Mount Saint Mary’s University today released two parts of its five-part report on the status of women and girls in the city of Los Angeles, which was funded by the Commission on the Status of Women. The study is significant because it details key findings about what women in L.A. look like, how old they are, what they do for a living, and how much money they earn—and also because it’s the first of its kind. In an introduction to the report, Mayor Garcetti, whose office helped develop the research, says he wants Los Angeles to “lead in employing and empowering women. [The report] provides us with important information that will help us develop a plan of attack to address gender inequality and the issues impacting women in our city.” To that end, here is some particularly interesting data about females published in the release:
We’re exactly half the people
50% of the population in the city of Los Angeles is female.
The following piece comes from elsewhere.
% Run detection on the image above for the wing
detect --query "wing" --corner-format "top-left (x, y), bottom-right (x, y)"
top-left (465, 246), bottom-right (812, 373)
63% of women in Los Angeles are unmarried. That’s a larger percentage than exists at the county, state, and federal levels. So not, not all your friends have found The One.
Most of us are in the prime of life
More L.A. women are between the ages of 25-44 years old than any other age demographic.
Too many of us are poor
30% of all L.A. females under the age of 18 live in poverty.
Women of color make up 72% of L.A.’s female population.
48% is Latina. 28% is White. 12% is Asian American. 10% is African American, and 2% is considered Other Race.
We’re earning less than L.A. men…
L.A. women’s median earnings are $25,557 versus $30,399 for men. That means L.A. women are paid on average 84-cents for every dollar L.A. men are paid. And no, that discrepancy is not an industry thing. Women earn less than men across every occupational cluster.
…Even when we work for the City…
Women in L.A. City government overall earn 83 cents to every dollar their male counterparts take home.
…Which not enough of us do
28% of city government employees are women. The Fire Department is the department with the smallest percentage of women in its workforce. The Library Department has the largest.
Of the 18 elected officials in the City of Los Angeles, only one is a woman.
But there’s good news, too
When they actually run, women candidates for elective office win in Los Angeles at the same rate that male candidates do.
Los Angeles has achieved gender parity on its 41 boards and commissions. In fact, women hold 54% of the available positions and the all-male commission is a thing of the past.
And a finding that makes sense to help solve this particular issue:
Says the report, “The city could provide leadership programs within the neighborhood council framework that help prepare women to run for larger, citywide offices in the future.”